Avoir le cigare au bord des lèvres, balancer son rondin, démouler un cake, couler un bronze ou poser une pêche : Autant d’expressions très imagées pour décrire un phénomène universellement odorant et tellement animal.
Nous, les humains, être doués de science, inventeurs de la station spatiale, tueurs en série de notre environnement, n’en sommes pas préservés malgré notre savoir ; et si dans cette partie du monde aseptisée, nous parlons volontiers de nos performances intimes seul, à deux ou à trois, nous ne nous étendons pas sur nos habitudes trônesques et pour cause, cette pratique quotidienne n’est de loin pas valorisée comme elle le devrait. Faut bien admettre que lorsque l’on nous traite de m… , c’est rarement un compliment et vous aurez remarqué que je n’ai pas utilisé le mot « merde » mais son initiale, car la pudeur commande cette réserve à l’égard d’une injure indicible, l’érigeant en une sorte de Voldemort des besoins naturels.

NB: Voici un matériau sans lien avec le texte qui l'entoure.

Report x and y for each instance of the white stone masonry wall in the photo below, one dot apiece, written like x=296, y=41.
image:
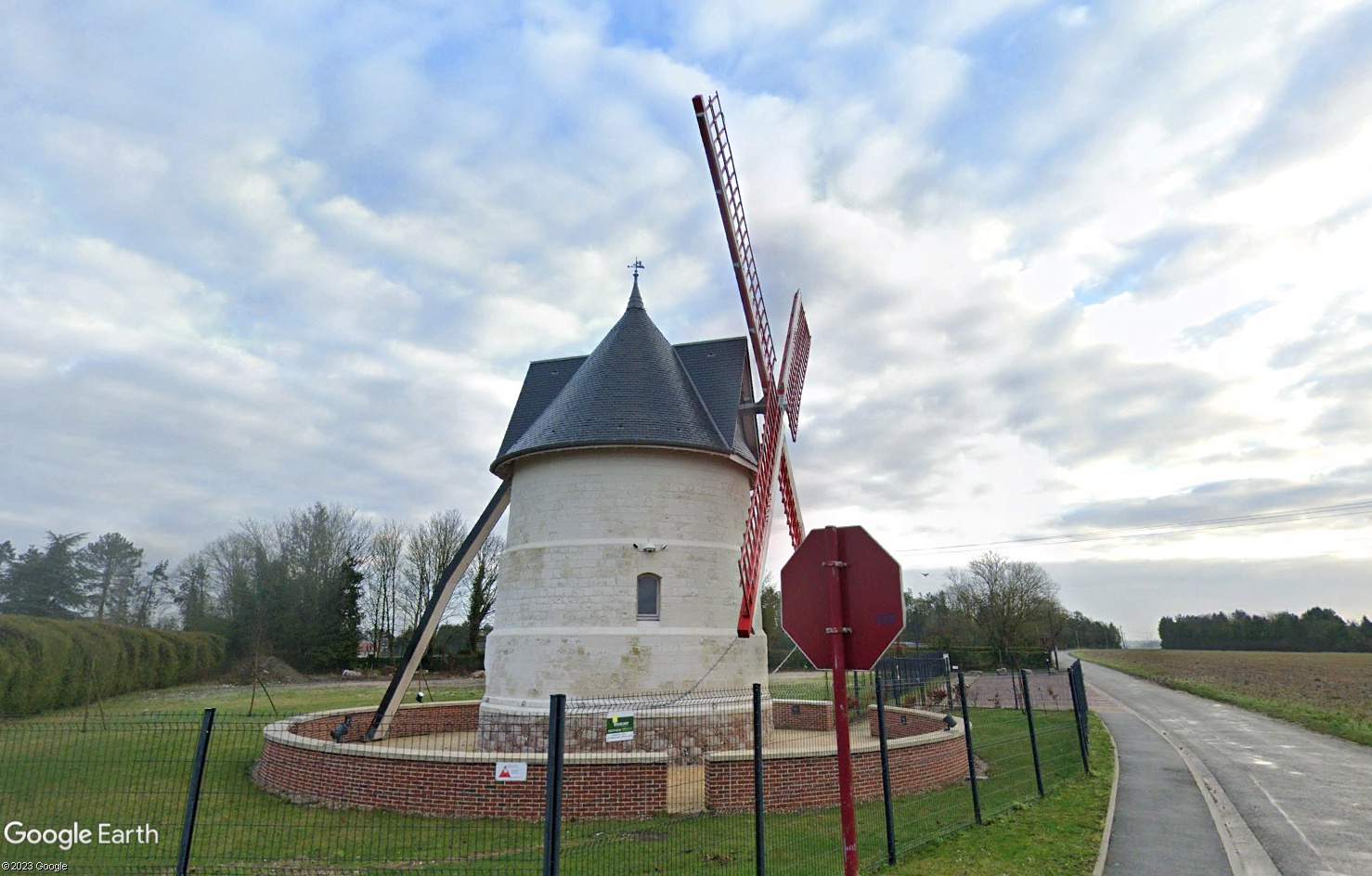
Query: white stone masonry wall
x=567, y=616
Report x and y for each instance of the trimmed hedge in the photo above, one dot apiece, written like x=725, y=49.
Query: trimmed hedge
x=48, y=663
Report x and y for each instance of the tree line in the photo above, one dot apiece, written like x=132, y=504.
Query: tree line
x=1316, y=629
x=992, y=602
x=306, y=587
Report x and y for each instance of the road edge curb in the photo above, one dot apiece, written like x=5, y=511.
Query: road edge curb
x=1114, y=792
x=1248, y=856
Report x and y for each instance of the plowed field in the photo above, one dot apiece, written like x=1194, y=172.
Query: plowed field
x=1331, y=692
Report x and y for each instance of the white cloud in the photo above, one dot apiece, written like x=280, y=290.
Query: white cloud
x=258, y=256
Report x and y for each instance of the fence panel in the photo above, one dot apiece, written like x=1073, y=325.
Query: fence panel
x=110, y=790
x=677, y=795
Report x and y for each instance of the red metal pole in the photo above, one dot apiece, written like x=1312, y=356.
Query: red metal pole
x=837, y=631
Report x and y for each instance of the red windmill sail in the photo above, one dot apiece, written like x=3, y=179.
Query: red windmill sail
x=781, y=391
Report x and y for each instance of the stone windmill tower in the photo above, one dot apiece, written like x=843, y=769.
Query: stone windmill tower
x=630, y=473
x=640, y=488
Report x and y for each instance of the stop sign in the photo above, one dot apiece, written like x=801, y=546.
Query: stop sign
x=873, y=606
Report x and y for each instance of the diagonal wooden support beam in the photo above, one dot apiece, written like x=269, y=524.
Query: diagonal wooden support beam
x=434, y=613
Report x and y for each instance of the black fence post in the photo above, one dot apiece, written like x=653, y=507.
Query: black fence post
x=966, y=738
x=553, y=801
x=192, y=797
x=759, y=806
x=947, y=684
x=1033, y=737
x=886, y=770
x=1079, y=706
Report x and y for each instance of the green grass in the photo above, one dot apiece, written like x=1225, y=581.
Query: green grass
x=1058, y=835
x=1276, y=697
x=134, y=768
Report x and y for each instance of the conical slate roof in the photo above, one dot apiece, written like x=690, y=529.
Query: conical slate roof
x=636, y=388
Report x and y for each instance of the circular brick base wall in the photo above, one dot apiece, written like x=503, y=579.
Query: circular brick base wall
x=302, y=763
x=685, y=732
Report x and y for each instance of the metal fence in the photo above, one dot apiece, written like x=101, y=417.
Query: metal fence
x=732, y=781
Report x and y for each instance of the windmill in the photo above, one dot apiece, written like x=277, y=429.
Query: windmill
x=582, y=532
x=781, y=388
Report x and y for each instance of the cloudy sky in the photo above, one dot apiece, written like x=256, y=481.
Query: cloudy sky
x=1070, y=269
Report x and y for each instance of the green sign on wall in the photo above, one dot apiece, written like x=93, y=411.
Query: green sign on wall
x=619, y=727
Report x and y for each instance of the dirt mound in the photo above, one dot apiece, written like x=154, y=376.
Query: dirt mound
x=270, y=669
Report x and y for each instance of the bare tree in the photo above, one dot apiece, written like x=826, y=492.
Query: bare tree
x=430, y=550
x=383, y=582
x=482, y=577
x=1006, y=599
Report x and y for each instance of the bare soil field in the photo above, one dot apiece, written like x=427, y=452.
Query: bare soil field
x=1329, y=692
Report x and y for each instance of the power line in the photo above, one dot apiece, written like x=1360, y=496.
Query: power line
x=1266, y=519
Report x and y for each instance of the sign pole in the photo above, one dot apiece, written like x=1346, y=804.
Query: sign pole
x=835, y=631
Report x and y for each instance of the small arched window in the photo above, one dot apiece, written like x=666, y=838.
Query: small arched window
x=649, y=597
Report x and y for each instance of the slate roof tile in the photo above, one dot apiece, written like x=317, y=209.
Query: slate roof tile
x=636, y=388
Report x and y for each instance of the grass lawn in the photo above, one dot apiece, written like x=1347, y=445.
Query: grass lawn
x=1326, y=692
x=134, y=768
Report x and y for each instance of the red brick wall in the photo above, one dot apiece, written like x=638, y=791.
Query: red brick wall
x=901, y=723
x=408, y=721
x=611, y=792
x=798, y=781
x=803, y=715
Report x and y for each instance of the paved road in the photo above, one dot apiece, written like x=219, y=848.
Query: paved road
x=1305, y=797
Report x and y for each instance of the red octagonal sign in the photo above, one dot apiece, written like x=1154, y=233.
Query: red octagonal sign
x=869, y=589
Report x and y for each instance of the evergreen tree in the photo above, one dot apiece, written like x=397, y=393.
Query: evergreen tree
x=112, y=565
x=46, y=583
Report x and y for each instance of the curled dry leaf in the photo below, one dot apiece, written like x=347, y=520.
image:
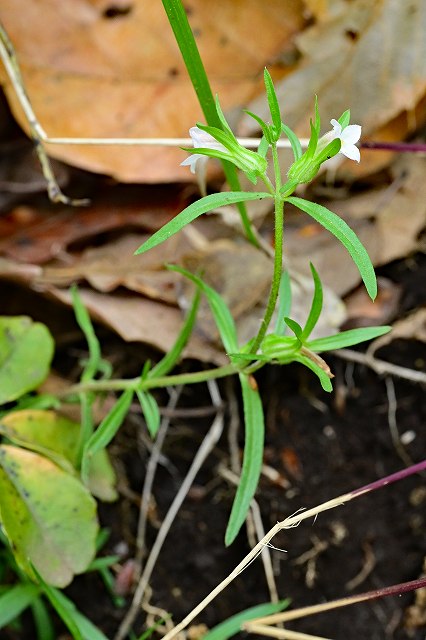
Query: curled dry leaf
x=95, y=73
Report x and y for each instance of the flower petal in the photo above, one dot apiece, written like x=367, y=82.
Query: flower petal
x=203, y=139
x=337, y=128
x=351, y=134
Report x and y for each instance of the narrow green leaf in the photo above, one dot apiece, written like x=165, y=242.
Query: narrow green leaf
x=106, y=431
x=148, y=633
x=345, y=235
x=42, y=620
x=48, y=515
x=323, y=377
x=85, y=323
x=316, y=306
x=284, y=303
x=15, y=600
x=79, y=626
x=263, y=147
x=253, y=458
x=167, y=363
x=191, y=56
x=295, y=327
x=150, y=411
x=222, y=118
x=274, y=107
x=232, y=625
x=347, y=338
x=294, y=141
x=221, y=314
x=196, y=209
x=26, y=351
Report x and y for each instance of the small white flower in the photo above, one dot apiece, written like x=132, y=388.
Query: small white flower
x=348, y=137
x=201, y=139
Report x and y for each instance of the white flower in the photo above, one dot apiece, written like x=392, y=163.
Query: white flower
x=348, y=137
x=201, y=139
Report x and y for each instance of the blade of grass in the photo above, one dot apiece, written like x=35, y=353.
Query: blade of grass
x=106, y=431
x=194, y=65
x=232, y=625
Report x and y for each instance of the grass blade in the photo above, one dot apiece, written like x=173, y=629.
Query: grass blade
x=150, y=411
x=347, y=237
x=253, y=457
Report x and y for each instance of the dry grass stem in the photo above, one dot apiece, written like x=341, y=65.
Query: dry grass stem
x=205, y=449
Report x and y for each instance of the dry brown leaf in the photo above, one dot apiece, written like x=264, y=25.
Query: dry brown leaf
x=138, y=319
x=92, y=71
x=398, y=211
x=412, y=327
x=47, y=234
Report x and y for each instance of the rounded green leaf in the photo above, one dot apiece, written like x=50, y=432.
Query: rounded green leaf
x=26, y=350
x=57, y=437
x=47, y=514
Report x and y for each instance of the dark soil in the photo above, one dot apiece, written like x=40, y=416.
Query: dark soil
x=322, y=445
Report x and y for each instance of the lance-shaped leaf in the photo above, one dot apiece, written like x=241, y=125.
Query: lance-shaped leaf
x=221, y=314
x=347, y=338
x=253, y=457
x=347, y=237
x=48, y=516
x=196, y=209
x=26, y=350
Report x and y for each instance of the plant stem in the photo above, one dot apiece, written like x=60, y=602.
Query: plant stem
x=278, y=255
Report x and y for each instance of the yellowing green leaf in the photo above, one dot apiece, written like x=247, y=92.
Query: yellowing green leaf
x=26, y=350
x=47, y=514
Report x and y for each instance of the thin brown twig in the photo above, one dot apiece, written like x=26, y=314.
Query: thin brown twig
x=38, y=135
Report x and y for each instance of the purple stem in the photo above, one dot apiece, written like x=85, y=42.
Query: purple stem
x=394, y=477
x=402, y=147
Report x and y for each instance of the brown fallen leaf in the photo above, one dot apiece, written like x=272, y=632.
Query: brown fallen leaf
x=138, y=319
x=48, y=233
x=363, y=312
x=397, y=212
x=412, y=327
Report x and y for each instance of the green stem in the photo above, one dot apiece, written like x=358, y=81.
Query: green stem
x=278, y=255
x=197, y=73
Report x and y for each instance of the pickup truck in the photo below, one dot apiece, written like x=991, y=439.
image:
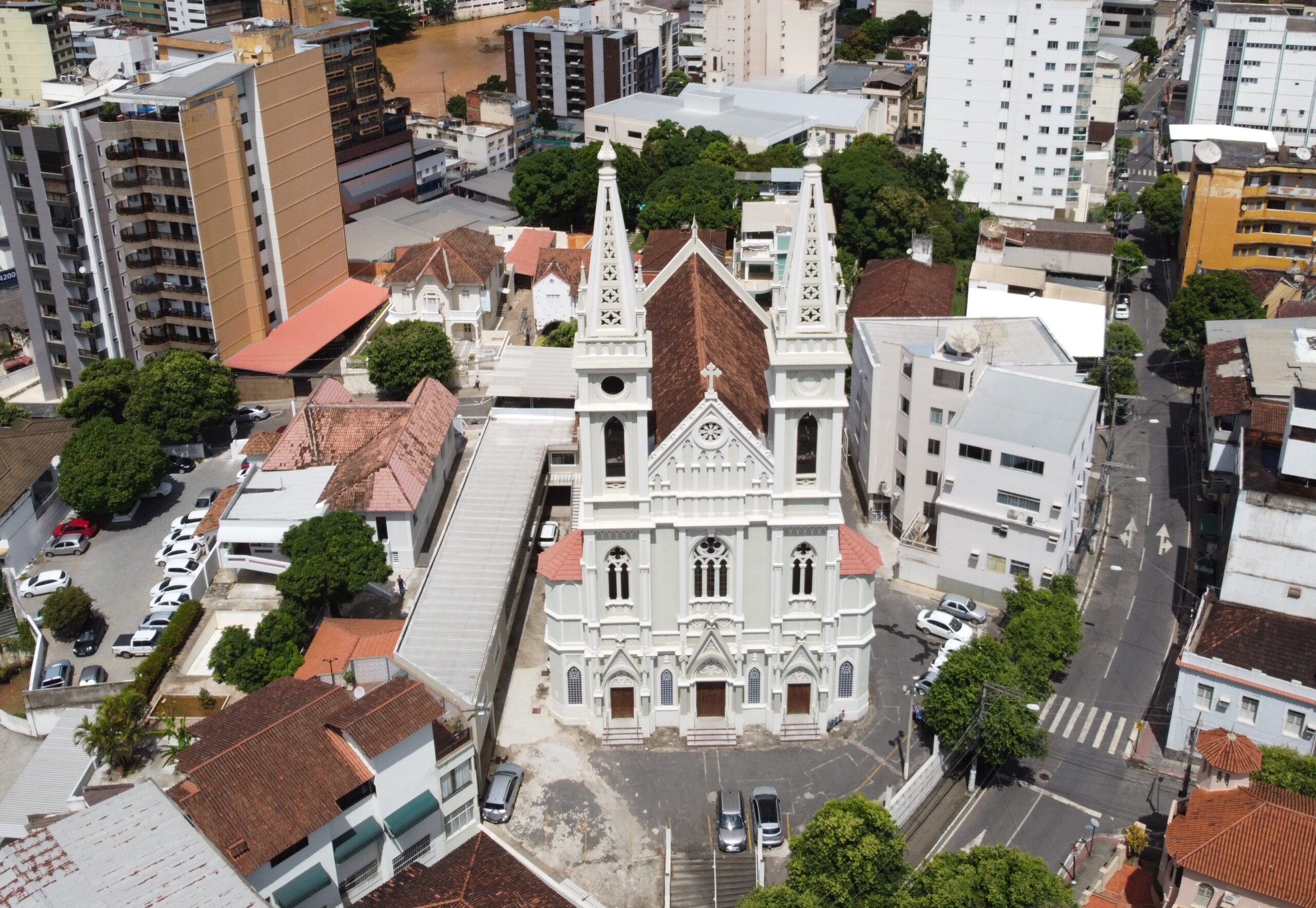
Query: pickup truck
x=137, y=644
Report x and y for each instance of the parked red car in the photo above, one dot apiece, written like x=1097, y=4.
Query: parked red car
x=78, y=525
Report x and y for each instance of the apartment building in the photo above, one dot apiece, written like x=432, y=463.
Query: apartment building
x=37, y=46
x=373, y=149
x=752, y=39
x=1010, y=87
x=570, y=66
x=1252, y=66
x=1248, y=206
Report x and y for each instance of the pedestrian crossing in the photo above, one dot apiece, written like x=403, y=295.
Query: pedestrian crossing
x=1086, y=724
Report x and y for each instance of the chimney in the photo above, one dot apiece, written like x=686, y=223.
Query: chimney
x=920, y=244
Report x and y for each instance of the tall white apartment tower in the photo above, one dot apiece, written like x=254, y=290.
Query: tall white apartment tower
x=1254, y=66
x=1010, y=85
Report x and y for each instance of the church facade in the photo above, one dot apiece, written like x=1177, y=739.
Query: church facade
x=711, y=584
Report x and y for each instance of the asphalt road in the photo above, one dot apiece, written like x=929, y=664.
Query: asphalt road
x=1129, y=628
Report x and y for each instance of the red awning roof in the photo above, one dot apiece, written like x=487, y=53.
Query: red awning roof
x=297, y=340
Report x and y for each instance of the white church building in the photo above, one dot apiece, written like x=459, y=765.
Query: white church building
x=711, y=582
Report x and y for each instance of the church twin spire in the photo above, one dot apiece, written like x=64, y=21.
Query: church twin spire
x=611, y=298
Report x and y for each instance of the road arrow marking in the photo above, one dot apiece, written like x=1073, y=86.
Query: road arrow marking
x=1127, y=536
x=1164, y=535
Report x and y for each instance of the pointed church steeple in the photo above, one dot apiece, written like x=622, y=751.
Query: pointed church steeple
x=811, y=299
x=610, y=302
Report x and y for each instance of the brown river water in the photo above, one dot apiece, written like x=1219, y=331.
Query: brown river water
x=450, y=56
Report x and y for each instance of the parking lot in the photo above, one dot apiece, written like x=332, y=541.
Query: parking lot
x=119, y=569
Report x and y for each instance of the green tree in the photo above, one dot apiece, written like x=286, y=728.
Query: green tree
x=107, y=466
x=1162, y=206
x=1204, y=298
x=986, y=877
x=1287, y=769
x=1007, y=728
x=393, y=22
x=103, y=389
x=118, y=732
x=849, y=856
x=332, y=557
x=562, y=336
x=182, y=392
x=405, y=353
x=65, y=612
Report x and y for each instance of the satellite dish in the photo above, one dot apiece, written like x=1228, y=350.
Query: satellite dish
x=962, y=340
x=1207, y=152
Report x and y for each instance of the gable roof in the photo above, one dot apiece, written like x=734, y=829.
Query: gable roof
x=385, y=450
x=902, y=288
x=566, y=264
x=481, y=873
x=270, y=741
x=561, y=561
x=344, y=640
x=387, y=715
x=459, y=257
x=1254, y=838
x=698, y=319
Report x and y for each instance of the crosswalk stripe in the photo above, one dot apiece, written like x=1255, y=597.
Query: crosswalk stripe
x=1115, y=739
x=1074, y=716
x=1087, y=725
x=1060, y=715
x=1101, y=730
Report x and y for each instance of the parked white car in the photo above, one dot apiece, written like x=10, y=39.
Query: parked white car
x=939, y=624
x=44, y=584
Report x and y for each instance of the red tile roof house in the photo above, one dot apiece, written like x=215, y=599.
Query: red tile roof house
x=457, y=281
x=1236, y=843
x=319, y=798
x=387, y=461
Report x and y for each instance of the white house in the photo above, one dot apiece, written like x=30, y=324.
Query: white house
x=557, y=279
x=319, y=798
x=387, y=461
x=711, y=584
x=456, y=281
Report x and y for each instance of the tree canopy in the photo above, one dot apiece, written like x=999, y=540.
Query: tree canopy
x=106, y=466
x=1162, y=206
x=179, y=394
x=1210, y=297
x=405, y=353
x=393, y=22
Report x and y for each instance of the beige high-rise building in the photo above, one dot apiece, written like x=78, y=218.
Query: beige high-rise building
x=753, y=39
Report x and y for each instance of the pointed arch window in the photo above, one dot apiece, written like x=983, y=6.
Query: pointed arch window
x=802, y=570
x=576, y=693
x=712, y=569
x=614, y=448
x=845, y=681
x=619, y=575
x=807, y=446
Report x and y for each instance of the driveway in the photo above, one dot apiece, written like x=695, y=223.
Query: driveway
x=119, y=569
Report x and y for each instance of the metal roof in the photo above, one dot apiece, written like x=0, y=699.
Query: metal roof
x=133, y=850
x=1028, y=410
x=456, y=615
x=54, y=774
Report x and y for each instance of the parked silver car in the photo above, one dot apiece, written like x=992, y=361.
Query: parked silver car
x=731, y=823
x=501, y=798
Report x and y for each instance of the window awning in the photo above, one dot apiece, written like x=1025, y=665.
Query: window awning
x=354, y=840
x=302, y=887
x=410, y=814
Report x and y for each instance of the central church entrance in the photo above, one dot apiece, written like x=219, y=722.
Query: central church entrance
x=710, y=699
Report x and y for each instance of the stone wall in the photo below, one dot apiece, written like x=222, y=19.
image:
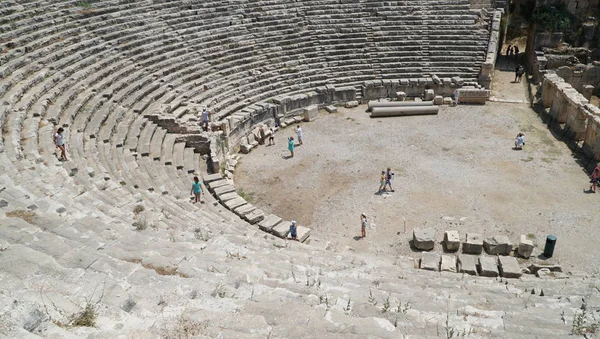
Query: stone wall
x=566, y=106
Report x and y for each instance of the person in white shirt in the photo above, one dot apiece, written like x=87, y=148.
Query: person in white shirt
x=299, y=133
x=59, y=141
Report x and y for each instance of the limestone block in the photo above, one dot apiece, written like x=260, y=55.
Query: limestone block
x=509, y=267
x=351, y=104
x=467, y=264
x=488, y=266
x=452, y=240
x=525, y=247
x=473, y=243
x=448, y=263
x=430, y=261
x=429, y=95
x=269, y=222
x=498, y=244
x=331, y=109
x=424, y=238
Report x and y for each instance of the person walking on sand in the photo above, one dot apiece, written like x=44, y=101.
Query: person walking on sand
x=59, y=141
x=291, y=146
x=197, y=190
x=363, y=225
x=381, y=182
x=299, y=133
x=595, y=179
x=293, y=230
x=388, y=179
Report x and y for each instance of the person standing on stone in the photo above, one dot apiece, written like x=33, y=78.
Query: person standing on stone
x=59, y=141
x=363, y=225
x=595, y=179
x=381, y=182
x=291, y=146
x=197, y=190
x=299, y=133
x=206, y=118
x=272, y=136
x=388, y=179
x=293, y=230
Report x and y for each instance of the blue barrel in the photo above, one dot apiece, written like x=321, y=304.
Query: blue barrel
x=550, y=244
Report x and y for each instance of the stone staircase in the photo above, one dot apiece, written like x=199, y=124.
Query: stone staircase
x=114, y=227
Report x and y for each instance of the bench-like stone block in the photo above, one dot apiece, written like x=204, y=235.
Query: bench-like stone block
x=525, y=247
x=498, y=245
x=488, y=266
x=269, y=222
x=448, y=263
x=509, y=267
x=473, y=243
x=452, y=240
x=424, y=238
x=430, y=261
x=467, y=264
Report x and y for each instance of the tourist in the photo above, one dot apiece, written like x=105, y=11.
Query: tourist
x=519, y=141
x=381, y=182
x=595, y=179
x=388, y=179
x=197, y=190
x=271, y=136
x=293, y=229
x=291, y=146
x=206, y=118
x=299, y=133
x=59, y=141
x=363, y=225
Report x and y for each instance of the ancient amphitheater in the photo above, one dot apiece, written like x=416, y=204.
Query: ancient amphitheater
x=108, y=244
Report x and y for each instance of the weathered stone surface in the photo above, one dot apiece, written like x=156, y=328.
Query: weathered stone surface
x=452, y=240
x=448, y=263
x=467, y=264
x=430, y=261
x=424, y=238
x=473, y=243
x=498, y=244
x=525, y=247
x=509, y=267
x=488, y=266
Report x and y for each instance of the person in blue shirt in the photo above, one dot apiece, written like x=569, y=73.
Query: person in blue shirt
x=197, y=190
x=293, y=233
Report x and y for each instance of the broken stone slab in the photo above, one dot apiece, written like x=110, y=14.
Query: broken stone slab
x=351, y=104
x=269, y=222
x=424, y=238
x=509, y=267
x=282, y=229
x=448, y=263
x=467, y=264
x=473, y=243
x=430, y=261
x=498, y=245
x=488, y=266
x=525, y=247
x=452, y=240
x=331, y=109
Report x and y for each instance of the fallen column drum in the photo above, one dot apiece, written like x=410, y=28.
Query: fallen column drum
x=406, y=110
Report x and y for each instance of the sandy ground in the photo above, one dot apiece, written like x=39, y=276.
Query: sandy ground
x=453, y=171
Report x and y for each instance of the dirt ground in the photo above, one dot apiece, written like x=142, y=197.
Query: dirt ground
x=453, y=171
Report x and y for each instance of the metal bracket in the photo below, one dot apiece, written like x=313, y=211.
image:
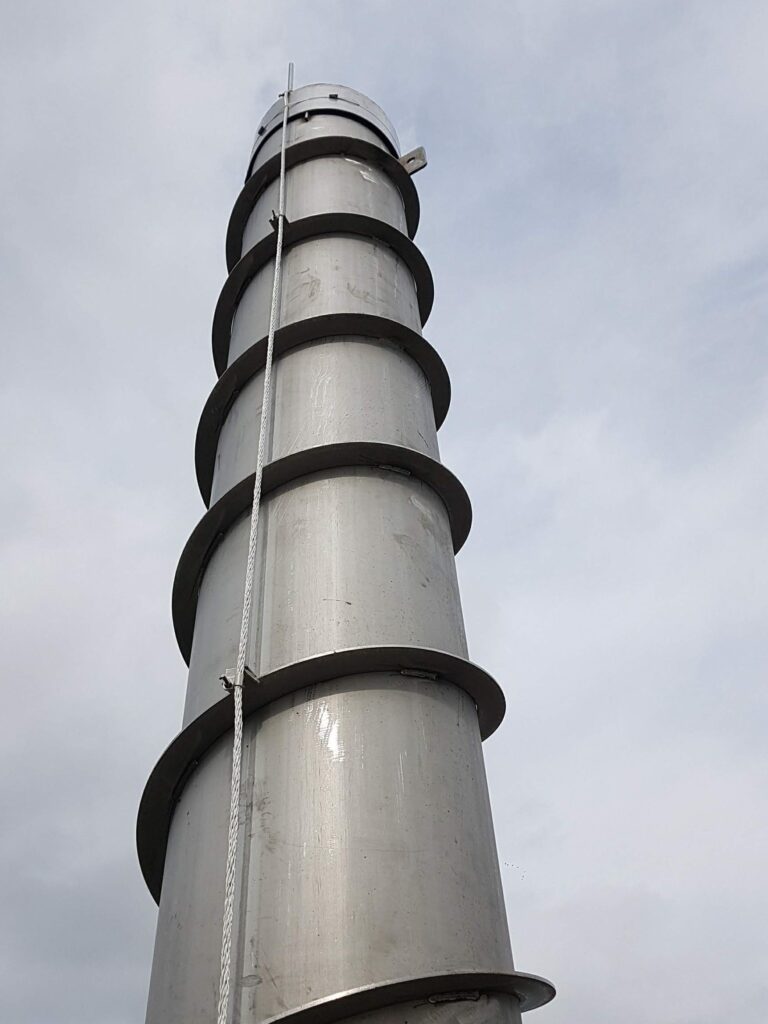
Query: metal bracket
x=474, y=995
x=415, y=161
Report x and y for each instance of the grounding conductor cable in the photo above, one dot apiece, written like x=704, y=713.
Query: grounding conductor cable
x=266, y=417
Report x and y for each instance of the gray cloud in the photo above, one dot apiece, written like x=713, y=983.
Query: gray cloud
x=594, y=216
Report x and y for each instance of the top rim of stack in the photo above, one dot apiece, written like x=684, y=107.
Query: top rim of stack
x=327, y=98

Parler de caca fait encore rire à tous les âges et l’on pense déceler un petit sourire chez le médecin, lorsqu’il nous demande d’un air que l’on suppose facticement neutre, comment nous allons à selle.
Et inlassablement, comme pour la naissance et la mort, nous ne sommes pas tous égaux devant les fèces.
Si, dans les pays dits industrialisés, nous pouvons nous targuer de toilettes de plus en plus sophistiquées, avec jets d’eau intégrés, bruit de fond dissimulateurs et absorption des odeurs, - tout en ergotant sur nos libertés face à un vaccin que certains, moins bien lotis, rêveraient de pouvoir s’injecter avec les dents – d’autres, souvent des enfants en bas-âge, crèvent de ne pouvoir se soulager de manière à éviter dysenteries et choléra.
L’histoire nous montre pourtant que nous n’avons pas toujours été aussi délicats sur le sujet. Les Romains, qui entre nous soit dit avaient des systèmes de canalisations très élaborés, se retrouvaient volontiers les uns à côté des autres et discutaient le bout de gras, tout en l’évacuant.
Le moyen-âge n’a en revanche rien apporté de nouveau dans ce domaine, ni dans aucun autre d’ailleurs, et il faudra attendre Thomas Twyford en Angleterre à la fin du XIXème siècle pour l’invention révolutionnaire qui a changé nos vies, celle du wc en céramique.
Aujourd’hui, nos déjections n’échappent pas aux préoccupations du moment et le recyclage de nos matières fécales, doublées de l’émergence des cryptomonnaies a donné l’idée au Coréen Cho Jae-weon, ingénieur en urbanisme et environnement, Professeur à l’Ulstan National Institute of Science and Technology, de créer une toilette connectée à un laboratoire de production de biogaz et de fumier. Son fonctionnement est simple. Une pompe aspire nos déjections dans un conteneur en utilisant une très petite quantité d’eau. Puis, les microorganismes font leur œuvre, transformant toute cette matière en méthane transformé ensuite comme source d’énergie permettant notamment de chauffer le bâtiment. Son invention en soi n’est pas si inédite que cela, car si l’Europe du Moyen-âge était dans l’obscurantisme le plus total, l’Asie au contraire utilisait déjà notre production quotidienne comme carburant. Ce qui rend l’invention du Coréen innovante, c’est son idée de créer une cryptomonnaie, le Ggool que les étudiants reçoivent en contrepartie de leurs étrons. Avec cet argent, ils peuvent se fournir à la cafétéria de l’institut et s’acheter des livres.
« Serious shit » toute cette histoire, parce qu’imaginez maintenant le futur si ce procédé se généralise : Certains feront de ce commerce une activité principale à n’en pas douter. Les gastroentérologues et les proctologues seront les stars de la médecine de demain et les producteurs de laxatifs, naturels ou pas, deviendront des acteurs-clés du marché.
Et que dire des producteurs de pruneaux d’Agen ?
Quant à moi, devant cette perspective vertigineuse, je ne vous souhaite qu’une seule chose, c’est d’aller bien.